An outbreak of Congo-Crimean haemorrhagic fever (CCHF), an indigenous virus infection of South Africa, was last identified in 1996.

Four workers at an ostrich abattoir in Oudtshoorn became ill in October 1996 and one subsequently died with extensive gastrointestinal bleeding. Some nine days later a further 12 patients were admitted to Tygerberg Hospital, 11 and the virus was isolated from one patient. A further seven patients at Oudtshoorn Hospital had high levels of specific CCHF antibodies.

CCHF, that has long been recognised in Asia, came to international attention after a disease outbreak in the Crimean peninsula in 1944 and 1945. The causative agent was later recognised to be identical to the Congo virus, isolated in Zaire.

Many wild and domestic animals act as reservoirs for the virus, including cattle, sheep, goats, and hares. Ixodid (hard) ticks act both as a reservoir and vector for CCHF virus.
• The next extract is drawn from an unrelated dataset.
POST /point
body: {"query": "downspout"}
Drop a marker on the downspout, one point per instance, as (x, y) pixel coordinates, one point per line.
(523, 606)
Ground-feeding birds may disseminate infected vectors. Twenty-seven species of ticks are known to harbor the CCHF virus.

CCHF is endemic in eastern Europe, particularly in the Soviet Union. However, it may occur in other parts of Europe, especially around the Mediterranean. CCHF has been recognised in northwest China, Central Asia, and the Indian subcontinent and may occur in the Middle East and throughout much of Africa.

Humans become infected by being bitten by ticks or by crushing ticks, often while working with domestic animals or livestock. Contact with blood, secretions, or excretions of infected animals or humans may also transmit infection.

In areas with endemic CCHF, the disease may occur most often in the spring or summer.

Available evidence, including recently unpublished experiences, suggests that blood and other body fluids are highly infectious, but simple precautions, such as barrier nursing, effectively prevent secondary transmission.

The incubation period for CCHF is about 2-9 days.

Initial symptoms are nonspecific and sometimes occur suddenly. They include fever, headache, muscle and joint pain, abdominal pain, and vomiting.

Sore throat, conjunctivitis, jaundice, photophobia, and various sensory and mood alterations may develop. A rash is common and bleeding from needle-puncture sites may occur with hemorrhage from multiple other sources.

The case-fatality rate has been estimated to range from 15% to 70%.